I spent 12 hours on a bed in a cubicle in A&E waiting for a bed on a ward, I was in screaming agony but luckily given pain relief.
No wonder the A&E wait is so long if beds are taken up for 12 hrs

Mynewnameis · 19/06/2024 09:46

I had flashbacks for a long time from my experience in a&e. I had appendicitis and there were no beds so I was stuck there 36 hours. I was being treated and on a drip but in a chair.

onanotherday · 19/06/2024 09:49

Neurodiversitydoctor · 19/06/2024 06:47

You all know what to do on the 4th of July ......

Yep!!

Interested in this thread?

Then you might like threads about this subject:

Abitorangelooking · 19/06/2024 09:51

PCcrisps · 19/06/2024 09:40

Why did the GP think A&E was the appropriate place to get pain relief?

The Gp wants them to be checked over. It’s unusual to give people certain medications to keep at home and self medicate without medical supervision. That said gps do, do it.
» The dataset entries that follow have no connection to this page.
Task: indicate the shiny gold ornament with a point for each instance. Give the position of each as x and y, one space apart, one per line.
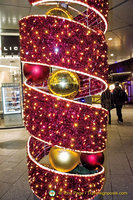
63 160
61 12
64 83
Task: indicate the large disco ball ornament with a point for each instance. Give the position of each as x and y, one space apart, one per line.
63 160
64 83
91 161
36 73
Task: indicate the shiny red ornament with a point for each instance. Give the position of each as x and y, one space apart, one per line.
36 73
91 161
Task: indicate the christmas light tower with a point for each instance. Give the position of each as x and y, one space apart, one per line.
71 133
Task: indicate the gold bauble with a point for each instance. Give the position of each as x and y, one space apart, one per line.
61 12
64 83
63 160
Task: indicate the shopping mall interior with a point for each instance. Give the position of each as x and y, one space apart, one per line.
118 155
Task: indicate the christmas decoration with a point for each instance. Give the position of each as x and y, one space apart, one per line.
63 160
76 45
59 12
91 161
35 73
63 83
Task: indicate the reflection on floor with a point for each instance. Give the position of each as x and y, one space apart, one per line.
118 161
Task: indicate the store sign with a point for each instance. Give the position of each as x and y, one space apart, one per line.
10 45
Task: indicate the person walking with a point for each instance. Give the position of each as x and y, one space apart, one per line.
107 102
119 98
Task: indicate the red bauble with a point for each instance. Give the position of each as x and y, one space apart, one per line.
36 73
91 161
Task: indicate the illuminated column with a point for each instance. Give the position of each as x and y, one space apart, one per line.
78 46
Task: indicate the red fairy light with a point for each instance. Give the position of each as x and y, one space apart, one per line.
78 46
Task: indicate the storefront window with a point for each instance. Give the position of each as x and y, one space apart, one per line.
10 92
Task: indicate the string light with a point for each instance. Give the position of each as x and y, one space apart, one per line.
62 122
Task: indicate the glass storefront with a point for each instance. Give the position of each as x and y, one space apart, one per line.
10 92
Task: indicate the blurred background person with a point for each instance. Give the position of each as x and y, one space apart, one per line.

I’m very rural so over the years there has been a bottle of liquid morphine in the cupboard for pain relief. Steroids for a croup prone child. Technically not to be taken without medical supervision so if necessary we’d call 111 and discuss with them/ the doctor and follow up with Gp asap.

PCcrisps · 19/06/2024 09:51

I can't accept there's nothing that can be done/no one else would do it better. There is just so much waste and inefficiency in the system. That may not be the whole issue, but it must be possible to improve things by dealing with that.
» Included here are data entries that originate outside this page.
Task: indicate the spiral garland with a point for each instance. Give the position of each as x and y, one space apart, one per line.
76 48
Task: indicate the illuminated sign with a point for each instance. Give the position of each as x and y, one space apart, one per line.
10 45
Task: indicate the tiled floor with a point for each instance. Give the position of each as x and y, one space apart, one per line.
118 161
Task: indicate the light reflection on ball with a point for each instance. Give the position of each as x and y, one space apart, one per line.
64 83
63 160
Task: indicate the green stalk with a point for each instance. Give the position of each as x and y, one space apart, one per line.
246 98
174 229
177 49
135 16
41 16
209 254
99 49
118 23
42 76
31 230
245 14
MotherOfGodWeeFella · 19/06/2024 09:58

@Wishingitwaswinter - you don't appear to have any medical backing for what you are saying. I am not an idiot, I know those with more serious medical complaints get seen first. I still have some pain. I was told to go to A&E after speaking too 111 who had a triage nurse from the urgent treatment centre (i.e. the hospital) ring me back.

@PCcrisps presumably because it was believed the poster's situation could worsen and the GP surgery wasn't the place to administer the pain relief needed?

OP posts:
Strawberryhero · 19/06/2024 09:58

PCcrisps · 19/06/2024 09:40

Why did the GP think A&E was the appropriate place to get pain relief?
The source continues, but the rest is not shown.